Dan is FAIR's President after joining the organization in 1982. He has testified more than 50 times before Congress, and been cited in the media as "America's best known immigration reformer." Dan has appeared on virtually every significant TV and radio news/talk program in America and, in addition to being a contributing editor to, has contributed commentaries to a vast number of print media outlets.


  1. avatar mobilebay says:

    So the new facility here in my state will house 3,500? Well, I suppose we should be glad. I think that number brings an end to the invasion from Central America and Mexico. They’re all here now and we can relax. The Border Patrol can continue to babysit and the National Guard can go home. We won’t have to hear politicians say, “We must secure the border,” anymore…no need to. Obama can go on with his golf games and his vacation in Martha’s Vineyard knowing “his” people have all found a home here. Wonder what’s going to happen with all those empty countries?

  2. avatar Leland says:

    In a recent column Ruben Navarrette wondered whether proponents of deportation of unaccompanied minors were “defensive” about taking that position. Actually there are people far more deserving of refugee status. Millions of Syrians live in tent cities in Lebanon, Christians are driven from their homes in many Islamic countries, and Somali children have next to nothing to eat, and it goes on all over the world.

    Can they come here? No, it’s not possible. We can try and give assistance to them there, but the world can’t move here. It’s just Mr. Navarrette’s myopic “American policy should revolve around Latinos” view that is typical of the attitude among some in this country.

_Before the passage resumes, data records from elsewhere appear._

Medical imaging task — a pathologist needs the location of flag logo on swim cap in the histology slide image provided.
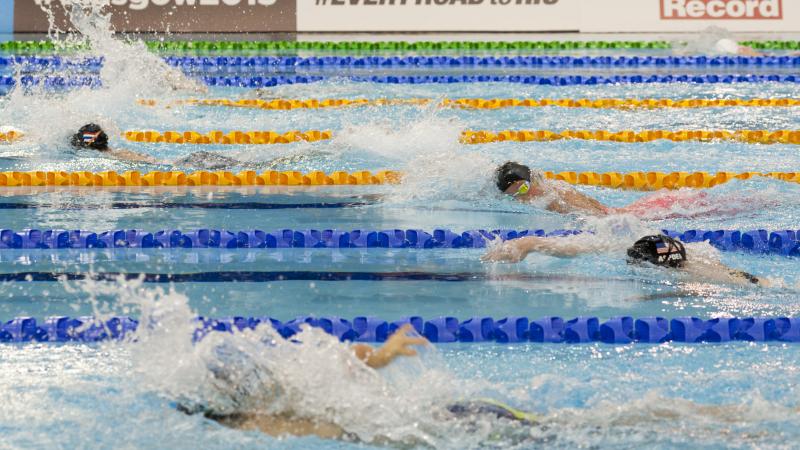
[83,131,100,144]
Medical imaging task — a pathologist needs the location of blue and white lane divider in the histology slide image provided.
[0,229,800,256]
[0,74,800,91]
[0,55,800,70]
[0,316,800,344]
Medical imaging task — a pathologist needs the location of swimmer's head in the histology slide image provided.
[628,234,686,268]
[70,123,108,152]
[497,161,531,195]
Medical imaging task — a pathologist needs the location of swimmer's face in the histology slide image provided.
[503,180,533,199]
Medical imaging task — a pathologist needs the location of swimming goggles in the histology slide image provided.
[511,181,531,197]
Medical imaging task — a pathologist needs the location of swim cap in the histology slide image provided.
[628,234,686,267]
[70,123,108,152]
[497,161,531,192]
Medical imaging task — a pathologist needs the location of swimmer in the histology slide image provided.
[70,123,318,170]
[188,324,537,443]
[496,161,732,219]
[714,38,764,56]
[70,123,158,164]
[481,234,769,286]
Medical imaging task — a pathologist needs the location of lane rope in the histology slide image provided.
[0,170,800,191]
[6,40,800,53]
[201,74,800,88]
[0,228,800,256]
[0,170,401,187]
[0,74,800,90]
[460,130,800,144]
[123,130,800,145]
[0,316,800,344]
[6,55,800,69]
[137,98,800,111]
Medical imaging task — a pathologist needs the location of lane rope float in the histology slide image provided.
[0,170,401,187]
[0,74,800,90]
[0,170,800,191]
[460,130,800,144]
[0,40,800,53]
[201,74,800,88]
[123,130,333,145]
[0,316,800,344]
[9,55,800,73]
[137,98,800,111]
[123,130,800,145]
[0,228,800,256]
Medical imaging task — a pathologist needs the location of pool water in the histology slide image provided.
[0,12,800,448]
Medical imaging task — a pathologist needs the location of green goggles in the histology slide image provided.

    I saw a letter in the paper that said: “I realize that the US cannot offer protection to the world’s poor, but…”, and then went on to propose exactly that. If you “realize” that, and then say we should admit those very people, you’re trying to have it both ways.

    • Yes Leland

      IMO, the open border pundits have errantly [in their dysyfunction] shown their true brainless mental capabilities. If they had an ounce of foresight, they’d abandon this Central American chils abuse fiasco immediately. They won’t and I’m smiling now.